# 组合数学 (Fall 2017)/Pólya's theory of counting

## Groups

A group ${\displaystyle (G,\cdot )}$ is set ${\displaystyle G}$ along with a binary operator ${\displaystyle \cdot }$ which satisfies the following axioms:

• closure: ${\displaystyle \forall g,h\in G,g\cdot h\in G}$;
• associativity: ${\displaystyle \forall f,g,h\in G,f\cdot (g\cdot h)=(f\cdot g)\cdot h}$;
• identity: there exists a special element ${\displaystyle e\in G}$, called the identity, such that ${\displaystyle e\cdot g=g}$ for any ${\displaystyle g\in G}$;
• inverse: ${\displaystyle \forall g\in G}$, there exists an ${\displaystyle h\in G}$ such that ${\displaystyle g\cdot h=e}$, and we denote that ${\displaystyle h=g^{-1}}$.

### Permutation groups

A permutation is a bijection ${\displaystyle \pi :[n]{\xrightarrow[{\text{onto}}]{\text{1-1}}}[n]}$. We can define a natural operator "${\displaystyle \cdot }$" between permutations by function composition, i.e. for any ${\displaystyle \pi ,\sigma \in S_{n}}$, ${\displaystyle (\pi \cdot \sigma )(i)=\pi (\sigma (i))}$ for all ${\displaystyle i\in [n]}$.

Symmetric group ${\displaystyle S_{n}}$
Let ${\displaystyle S_{n}}$ denote the set of all permutations of ${\displaystyle [n]}$. It is easy to verify that ${\displaystyle S_{n}}$ together with function composition ${\displaystyle \cdot }$ form a group. This group is called the symmetric group on ${\displaystyle n}$ elements.

Subgroups of ${\displaystyle S_{n}}$ are called permutation groups. The most basic permutation group is ${\displaystyle S_{n}}$ itself (since a group is a subgroup of itself).

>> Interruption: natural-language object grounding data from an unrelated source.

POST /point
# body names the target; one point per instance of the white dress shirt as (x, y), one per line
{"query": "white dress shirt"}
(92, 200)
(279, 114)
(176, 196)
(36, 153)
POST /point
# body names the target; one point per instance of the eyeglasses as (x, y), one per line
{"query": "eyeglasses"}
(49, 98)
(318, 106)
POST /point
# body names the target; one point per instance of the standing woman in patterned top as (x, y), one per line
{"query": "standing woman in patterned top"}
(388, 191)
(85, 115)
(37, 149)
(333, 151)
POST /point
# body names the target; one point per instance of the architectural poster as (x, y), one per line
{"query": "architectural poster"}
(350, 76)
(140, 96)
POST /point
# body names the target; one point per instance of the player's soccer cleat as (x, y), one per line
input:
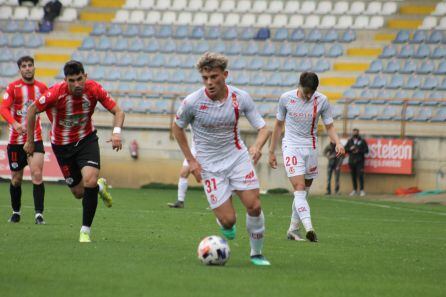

Besides it, there are several typical permutation groups related to natural symmetric operations.

Cyclic group ${\displaystyle C_{n}}$
Given a permutation ${\displaystyle \pi \in S_{n}}$, denote that
${\displaystyle \pi ^{t}=\underbrace {\pi \cdot \pi \cdots \pi } _{t}}$,
and ${\displaystyle \pi ^{0}=e}$ is the identity.
We define a special permutation ${\displaystyle \sigma \,}$ as that ${\displaystyle \sigma (i)=(i+1){\bmod {n}}\,}$ for any ${\displaystyle i}$, and let ${\displaystyle C_{n}=\{\sigma ^{t}\mid t\geq 0\}}$. We say that ${\displaystyle C_{n}}$ is generated by the permutation ${\displaystyle \sigma }$. It is easy to verify that ${\displaystyle C_{n}}$ is a subgroup of ${\displaystyle S_{n}}$. The group ${\displaystyle C_{n}}$ is called the cyclic group of order ${\displaystyle n}$, which is the group formed by all rotational symmetries of a regular polygon of ${\displaystyle n}$ sides.
It is easy to see that ${\displaystyle |C_{n}|=n}$, that is, there are ${\displaystyle n}$ rotations of a regular ${\displaystyle n}$-gon.
Dihedral group ${\displaystyle D_{n}}$
Define another special permutation ${\displaystyle \rho \,}$ as that ${\displaystyle \rho (i)=n-i-1\,}$ for all ${\displaystyle i\in [n]}$. The Dihedral group ${\displaystyle D_{n}}$ is obtained by adding ${\displaystyle \rho }$ into ${\displaystyle C_{n}}$ and then take a closure (under operations of "${\displaystyle \cdot }$"). This group is the group of symmetries, including rotations as well as reflections, of a regular polygon of ${\displaystyle n}$ sides.
It is an exercise to check that ${\displaystyle |D_{n}|=2n}$.

#### Cycle decomposition

A permutation ${\displaystyle \pi :[n]{\xrightarrow[{\text{onto}}]{\text{1-1}}}[n]}$ can be written in the following form:

${\displaystyle {\begin{pmatrix}1&2&\cdots &n\\\pi (1)&\pi (2)&\cdots &\pi (n)\end{pmatrix}}}$.

For example,

${\displaystyle {\begin{pmatrix}1&2&3&4&5\\3&5&1&2&4\end{pmatrix}}}$.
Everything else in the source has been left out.